La théorie de l'information. Aurélien Bellanger. Gallimard, 487 pages.

Extrait Autobiographie des objets

«La notion même d'objet a changé: on a si peu de besoin, en fait, et la machine en plastique sur vos genoux, avec ses fonctions réseaux, a tellement absorbé de ce qui nécessitait autrefois traces, achats marchands. Pas vraiment de plaisir à aller acheter en ville, et on sait que les vitrines s'y étiolent. Le temps des objets a fini.»

Extrait La théorie de l'information

«Ils passaient tous leurs week-ends ensemble à programmer ou à jouer à des jeux de rôle. Car ces adolescents pionniers, acteurs de la révolution informatique et parfaitement adaptés pour survivre à l'ère du numérique, vivaient encore dans les marges de la société industrielle, et pratiquaient en secret des cérémoniels obscurs. Largement déconsidérés, malgré leur expertise dans l'un des domaines les plus complexes qui soient, ils rêvaient en secret d'une revanche.

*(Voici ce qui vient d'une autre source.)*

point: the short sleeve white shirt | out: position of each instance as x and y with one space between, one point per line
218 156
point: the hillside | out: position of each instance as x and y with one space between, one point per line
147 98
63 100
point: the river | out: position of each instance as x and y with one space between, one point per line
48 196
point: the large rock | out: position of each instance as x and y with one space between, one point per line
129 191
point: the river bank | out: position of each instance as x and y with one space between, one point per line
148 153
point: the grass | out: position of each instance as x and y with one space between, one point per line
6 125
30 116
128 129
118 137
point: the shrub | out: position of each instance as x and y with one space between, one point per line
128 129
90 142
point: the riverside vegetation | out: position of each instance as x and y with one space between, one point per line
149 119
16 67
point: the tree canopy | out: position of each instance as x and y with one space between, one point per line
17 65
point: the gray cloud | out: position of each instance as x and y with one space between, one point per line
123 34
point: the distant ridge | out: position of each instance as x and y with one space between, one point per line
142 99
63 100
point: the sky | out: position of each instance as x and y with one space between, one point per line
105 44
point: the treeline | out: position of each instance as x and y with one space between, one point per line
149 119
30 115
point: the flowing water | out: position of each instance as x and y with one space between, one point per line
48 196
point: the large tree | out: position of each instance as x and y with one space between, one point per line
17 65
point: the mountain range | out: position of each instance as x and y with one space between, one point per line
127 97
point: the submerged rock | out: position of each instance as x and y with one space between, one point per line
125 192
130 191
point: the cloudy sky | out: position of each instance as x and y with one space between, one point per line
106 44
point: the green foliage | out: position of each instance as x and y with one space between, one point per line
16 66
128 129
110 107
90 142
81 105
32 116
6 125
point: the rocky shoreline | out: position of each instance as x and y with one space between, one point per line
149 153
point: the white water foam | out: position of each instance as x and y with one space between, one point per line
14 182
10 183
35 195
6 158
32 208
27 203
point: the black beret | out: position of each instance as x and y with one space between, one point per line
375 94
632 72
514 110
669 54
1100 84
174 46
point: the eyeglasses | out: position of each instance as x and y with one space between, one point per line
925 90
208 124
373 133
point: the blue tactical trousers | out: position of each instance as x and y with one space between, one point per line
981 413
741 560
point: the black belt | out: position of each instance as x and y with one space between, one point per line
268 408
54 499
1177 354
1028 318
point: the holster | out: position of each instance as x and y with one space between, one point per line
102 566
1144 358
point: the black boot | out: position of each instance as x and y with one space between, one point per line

Ils étaient les premiers chamans des âges préhistoriques, chassés de la tribu, mais titulaires de pouvoir inconnus, les premiers chrétiens, réfugiés dans les catacombes, mais prêts à conquérir l'Empire, les derniers moines copistes, harcelés par les guerres et les épidémies, mais sauvant les chefs-d'oeuvre oubliés de la philosophie antique.»